- Malaysian sovereign fund choosing banks for planned sale
- Proposal part of company’s move to cut stakes in listed firms
Khazanah Nasional Bhd., the Malaysian sovereign fund, is considering selling as much as $500 million of exchangeable Islamic bonds, people with knowledge of the matter said.
The state-owned firm, which in 2006 became the first in the Shariah-compliant industry to sell such debt, is currently choosing banks for the potential offering, according to the people. The notes would be exchangeable into shares of companies controlled by Khazanah, the people said, asking not to be identified because the process is private.
Khazanah has been reducing stakes in listed Malaysian companies through Islamic debt offerings that can be converted into shares. The fund last sold $500 million sukuk that can be exchanged into shares of Tenaga Nasional Bhd., the country’s biggest power producer, in 2014. It is also the largest shareholder of IHH Healthcare Bhd., Asia’s biggest hospital operator, with a 41.2 percent stake, data compiled by Bloomberg show.

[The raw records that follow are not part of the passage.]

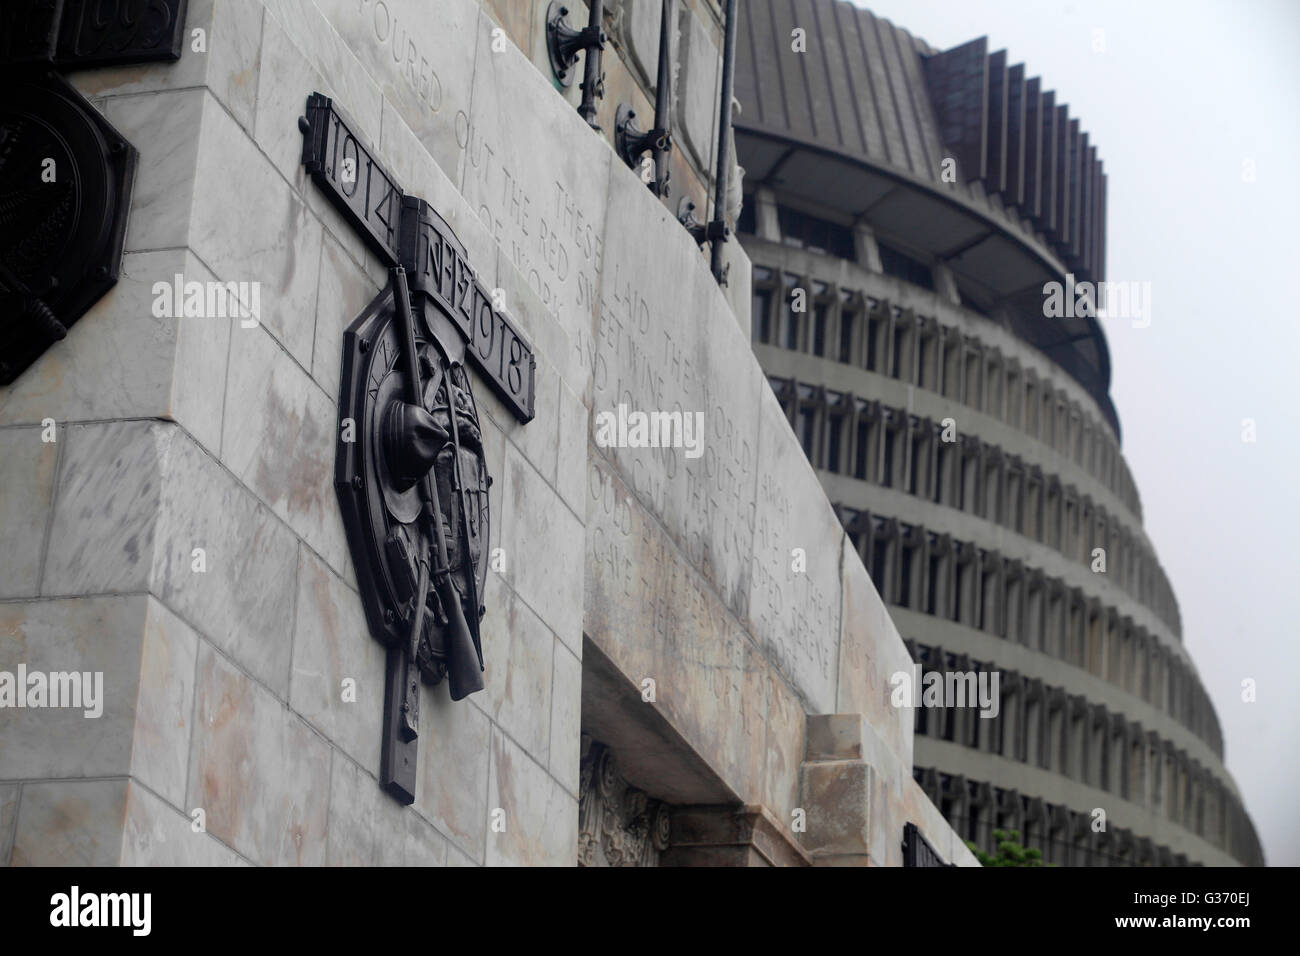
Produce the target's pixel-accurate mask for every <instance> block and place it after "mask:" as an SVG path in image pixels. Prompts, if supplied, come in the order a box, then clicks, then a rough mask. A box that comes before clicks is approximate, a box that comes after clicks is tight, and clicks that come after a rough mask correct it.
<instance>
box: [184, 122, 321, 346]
mask: <svg viewBox="0 0 1300 956" xmlns="http://www.w3.org/2000/svg"><path fill="white" fill-rule="evenodd" d="M304 99H305V98H304ZM203 112H204V114H203V134H201V140H200V146H199V163H198V173H196V176H198V182H200V183H203V185H201V186H200V187H198V189H196V190H195V194H194V208H192V220H191V228H190V234H188V245H190V248H192V250H194V252H195V255H198V256H199V259H201V260H203V261H204V263H205V264H207V265H208V268H211V269H212V272H213V273H214V274H216V276H217V278H220V280H221V281H224V282H259V284H260V285H261V297H260V299H261V303H260V321H261V324H263V325H264V326H265V328H266V329H269V330H270V333H272V334H273V336H274V337H276V338H277V341H279V342H281V345H283V346H285V349H287V350H289V354H290V355H292V356H294V359H296V360H298V364H300V365H303V367H304V368H311V364H312V334H313V326H315V317H316V280H317V277H318V273H320V255H321V226H320V222H318V221H317V220H316V217H315V216H312V215H311V212H309V211H308V206H307V203H305V202H303V199H302V198H299V196H298V195H295V193H294V190H292V187H291V186H290V185H289V183H286V182H285V179H283V178H282V177H281V176H277V174H276V170H274V169H272V168H270V166H269V165H268V164H266V161H265V160H264V157H263V156H261V153H260V152H259V150H257V147H256V146H255V144H253V143H252V142H251V140H250V139H248V138H247V137H246V135H243V133H242V131H240V130H239V127H238V126H237V125H235V122H234V121H233V120H231V118H230V117H229V114H226V112H225V111H224V109H221V107H220V105H218V104H217V103H216V101H214V100H212V99H208V100H205V101H204V111H203ZM300 147H302V134H299V151H300ZM233 222H237V224H238V228H231V224H233ZM248 332H252V329H248V328H244V323H239V324H238V326H237V328H235V330H234V332H233V334H234V336H235V338H237V339H238V338H239V336H240V334H246V333H248Z"/></svg>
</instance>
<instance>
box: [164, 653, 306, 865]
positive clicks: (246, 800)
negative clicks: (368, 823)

“Khazanah’s planned sale will be a boost for the industry,” said Hasif Murad, an investment manager at Kuala Lumpur-based Aberdeen Islamic Asset Management Sdn., whose parent oversees the equivalent of $2.9 billion. “The supply pipeline has been relatively strong but has mostly been plain-vanilla sukuk. This helps with variety and diversification.”
Sales of Islamic bonds in Malaysia, the world’s biggest sukuk market, surged 60 percent this year to 45.8 billion ringgit ($11.4 billion), while offerings of global sukuk climbed 19 percent to $28.1 billion, data compiled by Bloomberg show.
Khazanah had a net asset value of 109 billion ringgit at the end of December, compared with 110.7 billion ringgit at the end of 2014, according to statements from the fund. A representative for Khazanah declined to comment.
The fund raised S$600 million ($444 million) from five-year exchangeable Islamic debt in 2013 that can be swapped into shares of IHH Healthcare. Khazanah’s exchangeable sukuk due in 2018 dropped S$1.33 to S$114.71 per S$100 face amount, driving up yields to the highest level in 2 1/2 weeks, according data compiled by Bloomberg.
Khazanah also issued the world’s first Shariah-compliant notes denominated in China’s yuan in Hong Kong in 2011, following the sale of S$1.5 billion in 5- and 10-year sukuk in Singapore the year before.